-1

I want to compare the content in cis and resStream. My target is to check if the reEncryption gave me the same data or different.

Any leads would be really great. Thanks

final InputStream cis = test.getEncryptingInputStream(is);
final InputStream resStream = test.reEncrypt(cis, "");

How can we check the content of InputStreams?

priyanka
  • 422
  • 2
  • 7
  • 19
  • 2
    `InputStream` has a `read` method. Start there, try to implement it, and if you get stuck, ask a new question with specific details. – Jorn Jul 25 '23 at 11:42
  • Call `read()` on each and exit reading as soon as the two calls produce a differing value. You can short cut by returning false if the files (if they *are* files) differ in length – g00se Jul 25 '23 at 11:49
  • Read the whole stream, md5 it, if the hashes are different - the content is different. – Shark Jul 25 '23 at 11:58

3 Answers3

1

How to compare content of 2 InputStreams Objects ?

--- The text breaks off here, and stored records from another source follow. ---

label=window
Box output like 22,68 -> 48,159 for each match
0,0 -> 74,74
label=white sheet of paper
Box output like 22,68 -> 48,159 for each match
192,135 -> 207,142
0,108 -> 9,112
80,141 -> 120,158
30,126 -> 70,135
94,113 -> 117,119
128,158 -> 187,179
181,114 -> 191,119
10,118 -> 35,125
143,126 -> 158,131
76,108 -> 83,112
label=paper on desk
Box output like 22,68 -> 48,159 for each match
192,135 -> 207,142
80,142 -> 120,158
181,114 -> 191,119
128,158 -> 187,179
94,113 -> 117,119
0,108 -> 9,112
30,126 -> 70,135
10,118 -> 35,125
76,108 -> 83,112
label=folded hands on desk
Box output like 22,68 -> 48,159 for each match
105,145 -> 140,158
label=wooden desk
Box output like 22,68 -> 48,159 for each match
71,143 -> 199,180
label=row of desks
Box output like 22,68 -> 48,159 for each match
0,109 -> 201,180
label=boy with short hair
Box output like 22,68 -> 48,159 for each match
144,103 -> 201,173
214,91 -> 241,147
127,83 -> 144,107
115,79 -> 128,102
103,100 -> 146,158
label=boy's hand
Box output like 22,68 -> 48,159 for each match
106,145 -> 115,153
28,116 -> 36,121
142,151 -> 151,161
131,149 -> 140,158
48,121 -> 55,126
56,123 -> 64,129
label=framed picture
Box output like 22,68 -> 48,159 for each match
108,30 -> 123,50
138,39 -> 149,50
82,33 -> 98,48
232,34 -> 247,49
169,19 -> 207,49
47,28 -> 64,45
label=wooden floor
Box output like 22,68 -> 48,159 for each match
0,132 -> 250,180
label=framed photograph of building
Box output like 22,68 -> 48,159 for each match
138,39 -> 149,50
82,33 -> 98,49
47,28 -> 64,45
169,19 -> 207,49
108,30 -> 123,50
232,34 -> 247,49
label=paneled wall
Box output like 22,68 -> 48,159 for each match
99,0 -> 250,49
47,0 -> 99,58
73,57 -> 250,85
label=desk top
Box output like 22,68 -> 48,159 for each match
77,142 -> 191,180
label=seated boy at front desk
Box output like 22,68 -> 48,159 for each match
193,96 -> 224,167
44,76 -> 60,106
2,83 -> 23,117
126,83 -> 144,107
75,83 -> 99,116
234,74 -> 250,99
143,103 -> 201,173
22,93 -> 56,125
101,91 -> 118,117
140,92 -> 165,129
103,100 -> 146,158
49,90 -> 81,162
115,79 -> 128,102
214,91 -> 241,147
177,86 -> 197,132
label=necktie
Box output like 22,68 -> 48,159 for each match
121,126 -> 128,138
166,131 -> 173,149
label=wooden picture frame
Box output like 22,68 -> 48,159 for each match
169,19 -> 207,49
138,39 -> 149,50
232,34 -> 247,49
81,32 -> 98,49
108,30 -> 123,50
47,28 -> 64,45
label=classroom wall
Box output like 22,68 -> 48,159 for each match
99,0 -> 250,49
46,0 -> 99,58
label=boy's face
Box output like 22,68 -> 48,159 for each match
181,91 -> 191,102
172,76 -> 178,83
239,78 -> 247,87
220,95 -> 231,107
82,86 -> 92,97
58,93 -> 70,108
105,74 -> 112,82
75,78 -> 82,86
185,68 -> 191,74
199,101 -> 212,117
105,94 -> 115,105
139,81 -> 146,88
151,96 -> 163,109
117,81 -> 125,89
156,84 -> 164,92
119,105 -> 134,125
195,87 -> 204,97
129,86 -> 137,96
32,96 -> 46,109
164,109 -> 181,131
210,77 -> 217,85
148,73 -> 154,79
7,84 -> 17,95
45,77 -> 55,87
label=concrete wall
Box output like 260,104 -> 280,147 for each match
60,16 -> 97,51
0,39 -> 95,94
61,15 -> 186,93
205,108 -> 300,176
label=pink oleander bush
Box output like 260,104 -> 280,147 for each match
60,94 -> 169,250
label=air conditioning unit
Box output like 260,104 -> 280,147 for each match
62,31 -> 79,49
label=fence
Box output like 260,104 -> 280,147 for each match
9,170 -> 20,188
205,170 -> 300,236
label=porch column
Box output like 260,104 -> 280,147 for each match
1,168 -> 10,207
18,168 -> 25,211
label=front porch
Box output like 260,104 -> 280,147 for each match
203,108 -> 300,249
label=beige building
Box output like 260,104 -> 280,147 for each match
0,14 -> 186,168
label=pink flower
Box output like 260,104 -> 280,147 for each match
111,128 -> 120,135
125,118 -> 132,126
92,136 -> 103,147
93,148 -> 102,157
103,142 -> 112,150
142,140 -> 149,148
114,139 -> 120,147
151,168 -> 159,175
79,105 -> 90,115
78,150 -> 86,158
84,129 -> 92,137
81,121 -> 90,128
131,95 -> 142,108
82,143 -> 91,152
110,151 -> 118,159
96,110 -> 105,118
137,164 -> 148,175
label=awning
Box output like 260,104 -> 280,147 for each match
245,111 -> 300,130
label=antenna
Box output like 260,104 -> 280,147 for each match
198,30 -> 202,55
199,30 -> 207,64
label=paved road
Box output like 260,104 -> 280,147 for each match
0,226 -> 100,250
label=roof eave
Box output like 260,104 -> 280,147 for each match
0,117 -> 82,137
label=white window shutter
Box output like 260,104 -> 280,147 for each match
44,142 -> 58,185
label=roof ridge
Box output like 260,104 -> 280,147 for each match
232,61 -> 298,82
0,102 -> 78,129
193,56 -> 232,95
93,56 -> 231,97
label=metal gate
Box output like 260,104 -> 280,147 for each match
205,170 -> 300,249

You can read the data from each stream and compare their byte codes. Not that If the streams has different size then they are definitely not equal.

int cisByte = cis.read();
int resByte = resStream.read();

while (cisByte != -1 && resByte != -1) {
    if (cisByte != resByte) {
        return false;
    }
    cisByte = cis.read();
    resByte = resStream.read();
}

return cisByte == resByte;
Lunatic
  • 1,519
  • 8
  • 24
  • I am sure `test.reEncrypt(cis, "")` would be reading the stream `cis` already, inside it. That's how it would return the `reStream`. So, above function to read both simultaneously won't work. When you read from `resStream`, internally to encrypt a byte, it would also read from `cis`. So, from `cis` - 2 bytes would be read (one by above furnction and one by resStream.read() internally), while from `resByte`, only one. Depends how the algo works. But this mostly won't work. – Ishan Jul 25 '23 at 11:59
  • Is there a way to convert the content in inputStream to String, so that i can compare both the strings if both are equal or not. – priyanka Jul 25 '23 at 12:27
  • @priyanka Yeap, You can use a 'BufferedReader'. Something like 'BufferedReader reader = new BufferedReader(new InputStreamReader(inputStream));' and 'StringBuilder builder = new StringBuilder();' then put builder in fused loop like while and call 'append', feel free to ask another question about this if you need more details about it. – Lunatic Jul 25 '23 at 12:30
  • If you've got two files then `boolean identical = (Files.mismatch(path1, path2) == -1);` – g00se Jul 25 '23 at 13:02
  • Apache Commons IO has this method: https://commons.apache.org/proper/commons-io/apidocs/org/apache/commons/io/IOUtils.html#contentEquals-java.io.InputStream-java.io.InputStream- – Rob Spoor Jul 25 '23 at 14:49
0

Putting just the algorithm, not the real implementation...

final InputStream cis = test.getEncryptingInputStream(is);
Create a ByteArrayOutputStream cisArray / FileOutputStream
Read everything from cis and store in cisArray/FileOutputStream.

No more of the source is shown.